The nsmallest() method is used in this revised example to retrieve the two smallest values from the 'Age' column. The rows with the shortest ages are included in the resultant DataFrame.

You may supply a list of column names as the columns argument if you wish to receive the lowest values from numerous columns at once. For instance, the three most minor rows based on the "Age" and "Salary" columns would be returned by the expression new_df.nsmallest(3, ['Age', 'Salary']).

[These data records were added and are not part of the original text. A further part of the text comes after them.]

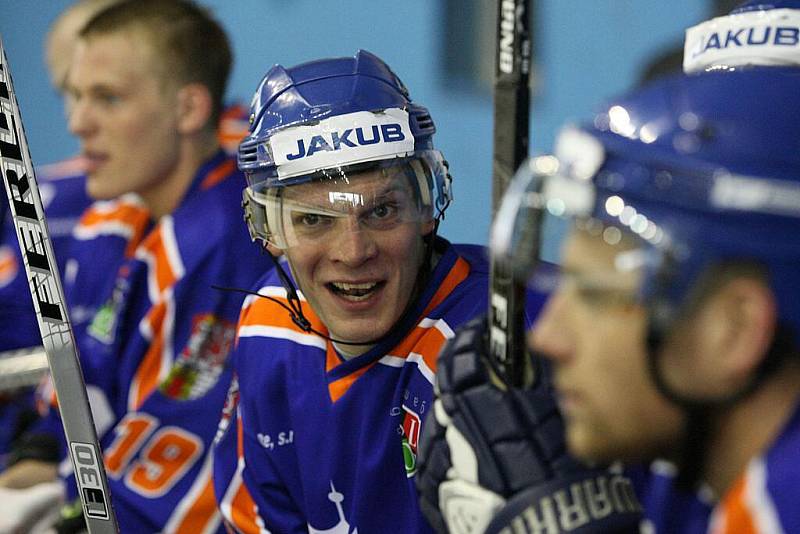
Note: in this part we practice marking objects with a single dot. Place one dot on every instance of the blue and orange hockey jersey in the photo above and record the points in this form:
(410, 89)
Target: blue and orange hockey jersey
(310, 442)
(154, 337)
(763, 500)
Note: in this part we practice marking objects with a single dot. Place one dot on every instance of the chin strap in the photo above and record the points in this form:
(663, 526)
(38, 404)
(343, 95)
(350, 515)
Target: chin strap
(295, 309)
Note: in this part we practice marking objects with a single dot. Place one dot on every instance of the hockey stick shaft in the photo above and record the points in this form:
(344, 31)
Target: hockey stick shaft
(511, 132)
(48, 300)
(22, 368)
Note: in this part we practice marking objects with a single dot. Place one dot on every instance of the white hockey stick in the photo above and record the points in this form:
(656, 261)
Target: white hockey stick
(48, 300)
(22, 368)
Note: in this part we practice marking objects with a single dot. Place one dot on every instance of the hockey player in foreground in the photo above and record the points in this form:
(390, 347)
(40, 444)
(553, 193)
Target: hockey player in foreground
(674, 329)
(145, 90)
(336, 354)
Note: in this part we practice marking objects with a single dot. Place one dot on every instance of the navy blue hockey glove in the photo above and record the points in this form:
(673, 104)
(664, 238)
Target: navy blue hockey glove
(494, 457)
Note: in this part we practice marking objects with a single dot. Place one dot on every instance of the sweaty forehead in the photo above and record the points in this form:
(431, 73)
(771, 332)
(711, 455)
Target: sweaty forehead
(111, 58)
(369, 183)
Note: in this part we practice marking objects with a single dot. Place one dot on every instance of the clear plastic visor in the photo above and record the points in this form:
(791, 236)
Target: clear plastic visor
(558, 236)
(377, 197)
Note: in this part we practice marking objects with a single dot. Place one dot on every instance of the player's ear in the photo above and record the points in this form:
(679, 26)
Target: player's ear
(194, 107)
(743, 318)
(275, 251)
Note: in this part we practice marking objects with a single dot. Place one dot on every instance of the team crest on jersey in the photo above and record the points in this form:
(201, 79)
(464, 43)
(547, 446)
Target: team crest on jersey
(412, 426)
(104, 323)
(201, 362)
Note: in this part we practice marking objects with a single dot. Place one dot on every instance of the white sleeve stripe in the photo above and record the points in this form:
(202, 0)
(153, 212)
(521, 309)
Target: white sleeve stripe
(188, 500)
(439, 324)
(758, 499)
(398, 362)
(278, 332)
(423, 367)
(271, 291)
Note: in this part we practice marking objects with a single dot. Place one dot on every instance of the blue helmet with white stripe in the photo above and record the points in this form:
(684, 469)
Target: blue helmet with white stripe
(326, 120)
(697, 171)
(757, 33)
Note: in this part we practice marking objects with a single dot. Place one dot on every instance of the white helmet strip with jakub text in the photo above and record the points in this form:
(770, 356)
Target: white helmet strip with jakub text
(768, 37)
(341, 140)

Pandas offers the nsmallest() function as an easy way to get the smallest values from one or more columns in a DataFrame. Here are some further details:

  • By default, the function nsmallest() returns the rows in ascending order with the smallest values. This may be altered by setting the retain option to "last," which returns the rows with the highest values in the event of a tie.
  • You can supply a list of column names to the columns argument to obtain the lowest values based on several columns. In this scenario, the method will first ascendingly sort the DataFrame by the supplied columns before returning the minor n rows.
  • Both numeric and non-numeric columns can be used with the nsmallest() method. It takes into account the actual values for comparison for numeric columns. It compares the values lexicographically for non-numeric columns.
  • Rows will be removed from the outcome if the DataFrame has missing or NaN values in the given column(s).

Example:

import pandas as pd

# Create a sample DataFrame

data = {

    'Name': ['John', 'Emma', 'Ryan', 'Sophia', 'Michael'],

    'Age': [25, 30, 18, 21, 35],

    'Salary': [50000, 60000, 40000, 35000, 70000],

    'Department': ['HR', 'Marketing', 'Finance', 'Finance', 'IT']

}

df = pd.DataFrame(data)

# Get the 2 smallest values from the 'Salary' column, considering ties

n_smallest_values = df.nsmallest(2, 'Salary', keep='all')

# Get the 3 smallest values based on both 'Age' and 'Salary' columns

n_smallest_values_multiple = df.nsmallest(3, ['Age', 'Salary'])

# Print the results

print("n_smallest_values:\n", n_smallest_values)

print("\nn_smallest_values_multiple:\n", n_smallest_values_multiple)

Output:

new_n_smallest_values:

       Name Age Salary Department

3 Diana     24   38000   HR

2 Charlie  20   42000   HR

0 Alice     28   45000   Sales

new_n_smallest_values_multiple:

       Name Age Salary Department

2 Charlie  20 42000    HR

3 Diana   24  38000    HR

The 'Department' column is added to a DataFrame in this example. First, considering ties, we utilize nsmallest() to obtain the two smallest values from the "Salary" column. Ryan and Sophia both have the same lowest wage. Hence both rows are counted in the outcome.

The next step is to utilize nsmallest() to retrieve the three rows with the lowest age and salary values. The resultant DataFrame is sorted by 'Age' in ascending order first, followed by 'Salary' in ascending order.